OPINION

The ghost in the algorithm

David Bullard writes on why Airbnb recently tagged him as a 'high risk tenant'

OUT TO LUNCH

Last week I decided to book a few days away in a very luxurious apartment in Cape Town for early September. Cape Town may only be a 30-minute drive from where I live but it’s far enough to feel like a holiday. If I’d flown to Greece, I’d probably be joining the crowds of tourism refugees trying to escape the fires. The beautiful island of Rhodes looks utterly chaotic and the thought of joining 30000 other panicking tourists fleeing their hotels in desperation to reach a rescue beach and get home to a wet and windy England doesn’t appeal much.

Most of southern Europe is suffering an unpleasant heatwave which makes the annual summer holiday unbearable and in other parts of the civilised world excessive rain or hail is causing massive flood damage. ___STEADY_PAYWALL___

If I had chosen to visit the UK this year I would have been blighted by constant train strikes, airport chaos, cancelled flights and eco-idiots from Just Stop Oil in orange visibility vests walking very slowly in front of my taxi from Heathrow. Given my tolerance for these loonies I would have almost certainly been arrested for grievous bodily harm or hate speech.

So it’s Cape Town for me, which has just been voted the world’s number one destination by readers of the Daily Telegraph, despite all efforts by the comrades to make South Africa as unattractive as possible as a holiday destination for Europeans.

The property in Greenpoint is a brand new listing, is immaculately furnished and contains every mod con you could wish for. It’s within walking distance of virtually everything you could possibly need for a four day sojourn. So I went onto AirBnB where it’s listed, found that the days I wanted were available and booked.

I’ve never used AirBnB before and I was surprised at the amount of personal detail they needed but in these days of data harvesting I suppose that comes as no surprise. Also given the fact that people are opening their properties to complete strangers I quite understood the need for security, particularly as there have been some unpleasant incidents in Camps Bay with the riff-raff booking in and then refusing to move out claiming squatting rights. So I sent a photo of myself and a copy of my ID along with all contact details, address and everything short of a DNA test result.

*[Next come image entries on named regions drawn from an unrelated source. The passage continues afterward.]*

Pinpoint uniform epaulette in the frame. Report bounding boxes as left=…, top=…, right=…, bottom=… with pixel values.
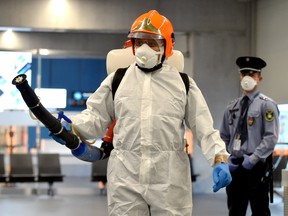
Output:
left=228, top=98, right=239, bottom=105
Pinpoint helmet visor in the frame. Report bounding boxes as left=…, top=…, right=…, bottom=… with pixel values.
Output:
left=128, top=32, right=165, bottom=39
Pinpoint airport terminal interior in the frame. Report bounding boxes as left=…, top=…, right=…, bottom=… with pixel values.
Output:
left=0, top=0, right=288, bottom=216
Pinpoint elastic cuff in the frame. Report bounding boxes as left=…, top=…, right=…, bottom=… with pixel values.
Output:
left=249, top=154, right=260, bottom=165
left=213, top=154, right=228, bottom=165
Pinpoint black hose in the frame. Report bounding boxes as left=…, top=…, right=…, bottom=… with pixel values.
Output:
left=12, top=74, right=80, bottom=149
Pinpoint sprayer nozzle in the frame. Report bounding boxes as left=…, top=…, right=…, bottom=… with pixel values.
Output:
left=12, top=74, right=26, bottom=85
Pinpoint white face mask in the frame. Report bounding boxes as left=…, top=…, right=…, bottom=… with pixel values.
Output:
left=241, top=76, right=257, bottom=91
left=135, top=43, right=164, bottom=69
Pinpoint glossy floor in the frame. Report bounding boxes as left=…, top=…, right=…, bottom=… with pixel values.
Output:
left=0, top=177, right=284, bottom=216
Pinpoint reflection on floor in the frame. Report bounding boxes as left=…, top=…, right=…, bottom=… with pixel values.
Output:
left=0, top=177, right=284, bottom=216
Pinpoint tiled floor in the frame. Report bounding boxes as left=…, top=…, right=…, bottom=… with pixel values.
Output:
left=0, top=177, right=284, bottom=216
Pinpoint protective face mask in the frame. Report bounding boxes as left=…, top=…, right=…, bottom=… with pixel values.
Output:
left=241, top=76, right=257, bottom=91
left=135, top=44, right=164, bottom=69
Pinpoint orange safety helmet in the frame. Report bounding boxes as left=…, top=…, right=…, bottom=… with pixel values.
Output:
left=128, top=10, right=175, bottom=58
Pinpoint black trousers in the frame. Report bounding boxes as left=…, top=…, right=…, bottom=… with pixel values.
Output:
left=226, top=162, right=271, bottom=216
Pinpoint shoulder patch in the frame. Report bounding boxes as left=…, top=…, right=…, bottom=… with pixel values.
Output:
left=265, top=109, right=274, bottom=122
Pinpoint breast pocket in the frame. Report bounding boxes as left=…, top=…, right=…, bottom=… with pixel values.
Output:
left=247, top=110, right=262, bottom=128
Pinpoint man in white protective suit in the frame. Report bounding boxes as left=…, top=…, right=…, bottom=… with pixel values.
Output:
left=53, top=10, right=231, bottom=216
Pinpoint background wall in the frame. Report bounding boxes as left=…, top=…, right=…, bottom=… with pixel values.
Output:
left=256, top=0, right=288, bottom=103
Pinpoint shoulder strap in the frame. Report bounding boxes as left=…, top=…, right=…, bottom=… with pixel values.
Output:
left=112, top=68, right=127, bottom=100
left=179, top=72, right=190, bottom=94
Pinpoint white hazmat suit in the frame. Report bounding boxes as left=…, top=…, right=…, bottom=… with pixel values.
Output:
left=71, top=61, right=227, bottom=216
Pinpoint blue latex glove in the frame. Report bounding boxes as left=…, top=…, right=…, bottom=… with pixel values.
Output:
left=49, top=121, right=71, bottom=145
left=242, top=155, right=255, bottom=170
left=228, top=155, right=239, bottom=172
left=213, top=162, right=232, bottom=192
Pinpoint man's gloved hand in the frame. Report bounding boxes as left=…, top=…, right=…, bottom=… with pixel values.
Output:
left=100, top=141, right=114, bottom=159
left=242, top=154, right=255, bottom=170
left=213, top=162, right=232, bottom=192
left=228, top=155, right=239, bottom=172
left=49, top=121, right=71, bottom=145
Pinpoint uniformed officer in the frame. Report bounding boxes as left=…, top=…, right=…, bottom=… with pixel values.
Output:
left=220, top=56, right=279, bottom=216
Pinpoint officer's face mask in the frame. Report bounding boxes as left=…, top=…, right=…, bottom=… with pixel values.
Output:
left=241, top=76, right=257, bottom=91
left=135, top=43, right=164, bottom=69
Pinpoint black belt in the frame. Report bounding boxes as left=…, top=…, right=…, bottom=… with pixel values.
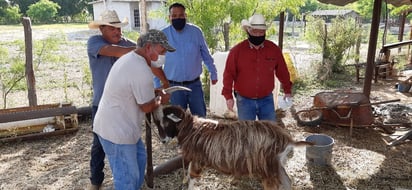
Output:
left=169, top=77, right=200, bottom=85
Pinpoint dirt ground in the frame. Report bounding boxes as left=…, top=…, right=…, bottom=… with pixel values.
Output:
left=0, top=27, right=412, bottom=190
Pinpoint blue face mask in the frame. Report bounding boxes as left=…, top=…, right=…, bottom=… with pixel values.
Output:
left=172, top=18, right=186, bottom=31
left=248, top=33, right=265, bottom=46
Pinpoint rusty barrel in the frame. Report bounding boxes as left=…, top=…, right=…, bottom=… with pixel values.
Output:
left=313, top=91, right=373, bottom=127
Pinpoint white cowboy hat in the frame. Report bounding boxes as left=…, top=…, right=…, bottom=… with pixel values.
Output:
left=89, top=10, right=129, bottom=29
left=241, top=14, right=268, bottom=30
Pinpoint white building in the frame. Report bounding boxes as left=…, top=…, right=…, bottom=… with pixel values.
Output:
left=90, top=0, right=168, bottom=31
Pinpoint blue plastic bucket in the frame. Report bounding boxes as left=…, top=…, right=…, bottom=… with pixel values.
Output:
left=306, top=134, right=335, bottom=166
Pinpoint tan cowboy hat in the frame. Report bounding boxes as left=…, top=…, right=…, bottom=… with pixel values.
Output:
left=89, top=10, right=129, bottom=29
left=241, top=14, right=268, bottom=30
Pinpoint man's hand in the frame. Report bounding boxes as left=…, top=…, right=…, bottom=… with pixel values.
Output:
left=283, top=94, right=292, bottom=100
left=155, top=88, right=170, bottom=104
left=226, top=99, right=235, bottom=111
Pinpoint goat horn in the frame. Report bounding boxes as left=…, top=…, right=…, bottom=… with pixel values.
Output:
left=163, top=86, right=192, bottom=94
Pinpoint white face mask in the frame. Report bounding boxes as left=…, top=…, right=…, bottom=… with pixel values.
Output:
left=152, top=55, right=166, bottom=68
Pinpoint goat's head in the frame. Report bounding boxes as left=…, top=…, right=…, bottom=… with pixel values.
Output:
left=153, top=86, right=192, bottom=143
left=161, top=106, right=186, bottom=139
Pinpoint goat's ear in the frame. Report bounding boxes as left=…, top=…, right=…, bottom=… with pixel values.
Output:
left=167, top=113, right=182, bottom=123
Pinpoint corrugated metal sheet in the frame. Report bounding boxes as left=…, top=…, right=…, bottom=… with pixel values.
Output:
left=318, top=0, right=412, bottom=7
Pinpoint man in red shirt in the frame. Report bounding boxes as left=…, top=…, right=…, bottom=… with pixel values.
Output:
left=222, top=14, right=292, bottom=121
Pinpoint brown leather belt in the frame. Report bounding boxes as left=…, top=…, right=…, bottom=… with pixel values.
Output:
left=169, top=77, right=200, bottom=85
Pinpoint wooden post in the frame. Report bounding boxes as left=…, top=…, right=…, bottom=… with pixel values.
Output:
left=363, top=0, right=382, bottom=98
left=278, top=11, right=285, bottom=50
left=140, top=0, right=149, bottom=33
left=22, top=17, right=37, bottom=106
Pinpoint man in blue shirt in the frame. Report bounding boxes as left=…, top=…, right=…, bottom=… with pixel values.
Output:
left=156, top=3, right=217, bottom=117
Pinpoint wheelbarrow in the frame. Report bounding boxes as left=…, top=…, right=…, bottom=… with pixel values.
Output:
left=295, top=92, right=400, bottom=134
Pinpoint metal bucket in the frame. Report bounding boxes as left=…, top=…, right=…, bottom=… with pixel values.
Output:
left=306, top=134, right=335, bottom=166
left=398, top=82, right=411, bottom=92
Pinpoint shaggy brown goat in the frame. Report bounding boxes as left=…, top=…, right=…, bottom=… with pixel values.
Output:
left=156, top=106, right=312, bottom=190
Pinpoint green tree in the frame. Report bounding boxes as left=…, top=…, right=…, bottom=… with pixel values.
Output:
left=168, top=0, right=305, bottom=52
left=27, top=0, right=60, bottom=23
left=52, top=0, right=91, bottom=22
left=0, top=43, right=25, bottom=109
left=9, top=0, right=39, bottom=16
left=306, top=17, right=362, bottom=80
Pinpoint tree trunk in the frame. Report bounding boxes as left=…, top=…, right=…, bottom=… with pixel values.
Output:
left=140, top=0, right=149, bottom=33
left=22, top=17, right=37, bottom=106
left=223, top=22, right=230, bottom=51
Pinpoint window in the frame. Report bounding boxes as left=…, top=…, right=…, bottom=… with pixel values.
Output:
left=133, top=9, right=140, bottom=28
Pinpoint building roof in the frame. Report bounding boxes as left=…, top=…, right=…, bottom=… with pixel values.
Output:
left=310, top=10, right=359, bottom=16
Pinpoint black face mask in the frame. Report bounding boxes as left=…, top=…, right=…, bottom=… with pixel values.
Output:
left=248, top=33, right=265, bottom=46
left=172, top=18, right=186, bottom=31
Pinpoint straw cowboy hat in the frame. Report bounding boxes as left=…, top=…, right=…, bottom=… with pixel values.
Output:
left=89, top=10, right=129, bottom=29
left=241, top=14, right=268, bottom=30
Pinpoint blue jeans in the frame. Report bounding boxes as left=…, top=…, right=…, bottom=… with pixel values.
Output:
left=99, top=136, right=147, bottom=190
left=236, top=94, right=276, bottom=121
left=170, top=80, right=206, bottom=117
left=90, top=106, right=105, bottom=185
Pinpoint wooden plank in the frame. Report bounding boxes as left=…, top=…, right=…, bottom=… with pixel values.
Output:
left=383, top=40, right=412, bottom=49
left=0, top=106, right=77, bottom=123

The property was advertised at R849 a night but when I confirmed my dates the price immediately went up to over R1700 a night. I thought that was odd but maybe the price quoted was for the low season. So I made a request for this week and the advertised price of R849 also went up to R1700.

Since I didn’t think that was a bad price for what I was getting I went ahead and booked the four nights in September and elected to pay the entire amount up front. I filled in and sent off my personal details, along with my credit card details and I received an email back from AirBnB saying that the booking was being processed and no funds would be deducted until the booking was confirmed. Fair enough I thought.

They’re obviously doing a security check.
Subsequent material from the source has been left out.